El caso de Ray es uno de tantos, desde Mozart hasta Joselito, que se ven abocados al abismo cuando una fama obtenida demasiado pronto, o demasiado rápido, decide repentinamente dar la espalda. “Cómo es posible que hayan dejado de quererme”, es sin duda la pregunta que, a modo de gota china, sofoca a estos repudiados de los dioses, arrastrándolos implacablemente a la perdición o la locura. Sin caer en la cuenta de que la fama tiene mucho (demasiado) de esposa caprichosa, al depender en bastante mayor medida de los designios humanos que de los divinos. Verse encumbrado a su pedestal conlleva el peligro de llevarse un formidable batacazo al precipitarse desde él, o bien de que el pedestal se acabe convirtiendo en una cárcel invisible de la que resulta imposible zafarse, a la manera de Simón el Estilita o el Rey Midas, tal y como les ocurriera, por ejemplo, a los malogrados Michael Jackson o Whitney Houston. En el caso que aquí nos ocupa, podríamos añadir el pintoresco agravante del actor que se ve fagocitado por su personaje, patología que aparece espléndidamente reflejada en la película Birdman, de Alejandro González Iñárritu (muchos otros ejemplos podemos encontrar en la historia del cine, desde El crepúsculo de los dioses, de Billy Wilder, hasta la más reciente The Artist, en la que se nos describe con impecable y dramática precisión el proceso de degradación interior del protagonista, visualizándolo como si de vivencias externas se tratara). En un libro memorable titulado Biografía del fracaso, Luis Antonio de Villena nos cuenta la peripecia vital de una serie de personajes atormentados (que van desde el pintor Caravaggio hasta el actor James Dean), para quienes ciertamente la genialidad tuvo más de condena que de regalo de los dioses.

Seguro que muchos recordamos las palabras con que la profesora de baile (Debbie Allen) arengaba a sus alumnos el primer día de clase: “Tenéis muchos sueños. Queréis la fama, pero la fama cuesta. Pues aquí es donde vais a empezar a pagar: con sudor”. Lo que no les dijo Debbie Allen a sus muchachos fue que la fama podía ser también un regalo envenenado, que llegara a resultar tremendamente indigesto, como casi todo en esta vida, cuando se toma sin ninguna moderación. Porque corres el riesgo o bien de que se te acabe, o de que te siente mal. De poco habrían de servirle a Gene Anthony Ray (cuando aún se estaba rodando la serie) sus enérgicas proclamas de que él no tenía nada que ver con el personaje de Leroy Johnson. La triste realidad es que Leroy Johnson terminó por destruir a Ray, y su sombra habría de perseguirle obsesivamente durante el breve resto de sus días. Algo así como si, finalizado el Carnaval, fuéramos incapaces de despojarnos del inocente disfraz que nos ha estado proporcionando diversión durante las horas precedentes. Pocas pesadillas tan inquietantes se me ocurren (la imaginación de un escritor siempre está elucubrando, en busca de nuevos argumentos). Entonces veríamos lo poco que se sostendría el tópico de que es ese día el único en el que somos de verdad nosotros mismos. En este, como en tantos otros ámbitos, resulta sumamente peligroso el aplaudir como muestra de ingenio lo que es, en el fondo, una ocurrencia trivial.

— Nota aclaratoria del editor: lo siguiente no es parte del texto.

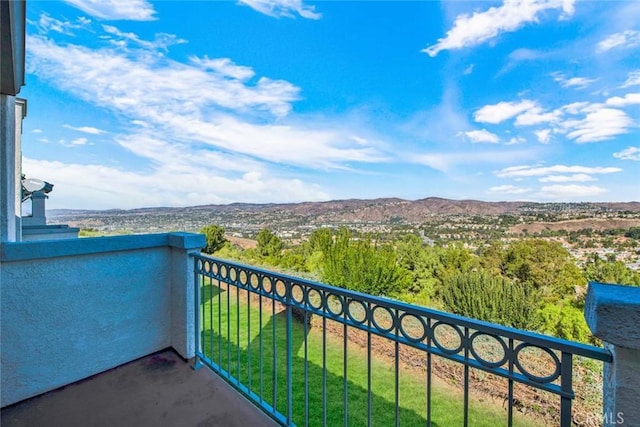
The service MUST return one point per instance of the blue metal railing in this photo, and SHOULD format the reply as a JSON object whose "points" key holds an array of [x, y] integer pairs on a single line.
{"points": [[232, 338]]}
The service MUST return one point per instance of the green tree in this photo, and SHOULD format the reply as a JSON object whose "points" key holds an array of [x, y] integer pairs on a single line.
{"points": [[269, 244], [215, 238], [544, 265], [480, 295], [363, 266], [421, 263]]}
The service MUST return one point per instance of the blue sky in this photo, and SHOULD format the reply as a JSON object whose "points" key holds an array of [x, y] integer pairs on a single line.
{"points": [[134, 103]]}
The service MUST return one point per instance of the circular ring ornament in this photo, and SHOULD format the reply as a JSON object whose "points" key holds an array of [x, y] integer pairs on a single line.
{"points": [[404, 329], [392, 319], [340, 300], [243, 278], [314, 295], [281, 288], [549, 378], [352, 306], [297, 293], [254, 281], [479, 358], [266, 285], [441, 346]]}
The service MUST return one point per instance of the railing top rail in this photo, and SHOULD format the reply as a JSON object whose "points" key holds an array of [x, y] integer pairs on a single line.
{"points": [[479, 325]]}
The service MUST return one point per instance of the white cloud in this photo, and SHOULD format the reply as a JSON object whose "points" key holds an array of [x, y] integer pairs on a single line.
{"points": [[599, 125], [628, 99], [633, 79], [570, 192], [624, 39], [509, 189], [79, 141], [502, 111], [543, 135], [573, 82], [86, 129], [630, 153], [445, 162], [162, 41], [164, 187], [47, 23], [536, 116], [578, 177], [283, 8], [224, 66], [516, 140], [482, 135], [529, 170], [133, 10], [208, 123], [475, 29]]}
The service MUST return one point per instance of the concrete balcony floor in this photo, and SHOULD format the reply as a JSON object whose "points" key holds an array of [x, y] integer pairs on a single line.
{"points": [[157, 390]]}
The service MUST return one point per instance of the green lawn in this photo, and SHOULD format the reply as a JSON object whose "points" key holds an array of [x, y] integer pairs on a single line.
{"points": [[238, 331]]}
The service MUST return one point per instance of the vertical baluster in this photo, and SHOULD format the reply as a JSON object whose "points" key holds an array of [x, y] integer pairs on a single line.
{"points": [[306, 363], [228, 330], [211, 319], [466, 345], [198, 307], [261, 288], [324, 365], [219, 332], [397, 371], [237, 289], [429, 344], [510, 397], [345, 385], [288, 290], [369, 396], [566, 385], [274, 372], [249, 331]]}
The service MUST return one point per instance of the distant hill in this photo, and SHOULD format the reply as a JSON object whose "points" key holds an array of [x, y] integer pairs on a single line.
{"points": [[335, 212]]}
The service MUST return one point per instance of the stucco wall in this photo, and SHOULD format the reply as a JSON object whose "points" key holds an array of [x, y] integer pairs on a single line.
{"points": [[74, 308]]}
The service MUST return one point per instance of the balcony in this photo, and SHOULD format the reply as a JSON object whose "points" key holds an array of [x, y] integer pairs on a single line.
{"points": [[99, 332], [108, 330]]}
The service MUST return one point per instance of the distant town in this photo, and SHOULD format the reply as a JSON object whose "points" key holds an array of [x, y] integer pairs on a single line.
{"points": [[610, 230]]}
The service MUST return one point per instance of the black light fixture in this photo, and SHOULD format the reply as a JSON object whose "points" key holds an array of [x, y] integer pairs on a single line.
{"points": [[33, 185]]}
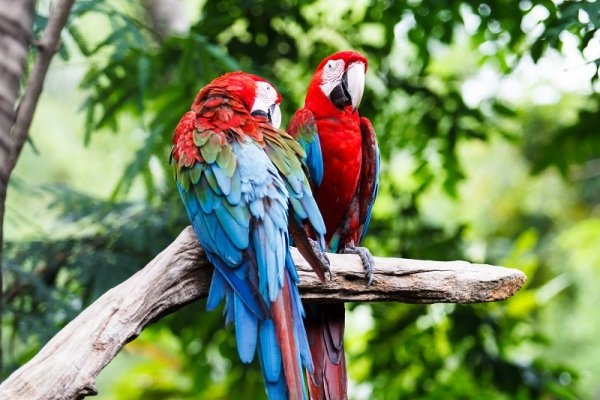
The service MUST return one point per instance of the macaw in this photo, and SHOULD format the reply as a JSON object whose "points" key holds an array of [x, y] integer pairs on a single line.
{"points": [[342, 157], [242, 183]]}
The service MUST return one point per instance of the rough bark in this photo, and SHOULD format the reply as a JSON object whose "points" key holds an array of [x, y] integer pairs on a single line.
{"points": [[16, 23], [67, 367]]}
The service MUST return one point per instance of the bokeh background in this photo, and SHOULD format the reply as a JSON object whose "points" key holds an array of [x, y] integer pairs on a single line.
{"points": [[488, 119]]}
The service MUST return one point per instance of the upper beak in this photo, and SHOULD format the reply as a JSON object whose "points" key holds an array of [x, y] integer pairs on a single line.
{"points": [[272, 113], [351, 87]]}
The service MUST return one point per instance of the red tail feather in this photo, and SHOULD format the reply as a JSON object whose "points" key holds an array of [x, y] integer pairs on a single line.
{"points": [[325, 329], [284, 329]]}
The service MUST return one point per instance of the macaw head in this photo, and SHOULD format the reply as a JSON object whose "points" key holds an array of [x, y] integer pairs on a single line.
{"points": [[341, 79], [257, 95], [266, 101]]}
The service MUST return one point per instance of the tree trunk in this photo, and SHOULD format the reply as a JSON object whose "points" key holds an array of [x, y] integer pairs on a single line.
{"points": [[16, 22], [67, 366]]}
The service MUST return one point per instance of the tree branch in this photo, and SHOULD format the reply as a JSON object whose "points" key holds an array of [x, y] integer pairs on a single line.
{"points": [[46, 48], [16, 21], [67, 367]]}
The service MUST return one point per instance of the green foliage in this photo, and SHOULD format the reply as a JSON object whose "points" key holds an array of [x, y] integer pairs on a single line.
{"points": [[420, 55]]}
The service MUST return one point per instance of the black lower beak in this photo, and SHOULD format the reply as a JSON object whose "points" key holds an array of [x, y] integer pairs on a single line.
{"points": [[261, 113], [340, 96]]}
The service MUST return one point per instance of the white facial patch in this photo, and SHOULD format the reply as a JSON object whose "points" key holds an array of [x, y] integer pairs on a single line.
{"points": [[332, 75], [266, 101]]}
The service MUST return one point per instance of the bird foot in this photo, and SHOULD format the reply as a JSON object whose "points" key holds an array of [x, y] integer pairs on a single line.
{"points": [[367, 260], [321, 255]]}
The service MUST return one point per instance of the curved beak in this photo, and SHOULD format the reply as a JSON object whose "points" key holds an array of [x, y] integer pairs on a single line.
{"points": [[272, 113], [351, 87]]}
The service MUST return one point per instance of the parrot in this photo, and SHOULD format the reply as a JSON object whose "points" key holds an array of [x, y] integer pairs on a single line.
{"points": [[342, 158], [242, 183]]}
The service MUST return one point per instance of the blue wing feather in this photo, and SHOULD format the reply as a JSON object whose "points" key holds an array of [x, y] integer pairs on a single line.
{"points": [[374, 194]]}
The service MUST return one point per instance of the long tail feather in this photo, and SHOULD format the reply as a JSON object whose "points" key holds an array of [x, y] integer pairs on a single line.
{"points": [[285, 330], [325, 329]]}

De todos modos, tampoco vayamos a caer en la tentación de demonizar en exceso los peligros de la fama, imitando la reacción de la zorra al contemplar el racimo de uvas. En honor a la verdad, no se les veía demasiado frustrados a los que se paseaban ayer por la alfombra roja de los Premios Goya (políticos incluidos). Si se trata de acabar con una frase, propongo una que le espetan al personaje de Roberto Benigni en la película de Woody Allen A Roma con amor: “La vida es terrible tanto cuando se es rico y famoso, como cuando se es pobre y desconocido. Pero, puestos a elegir el mal menor, sin duda me quedo con la primera opción”.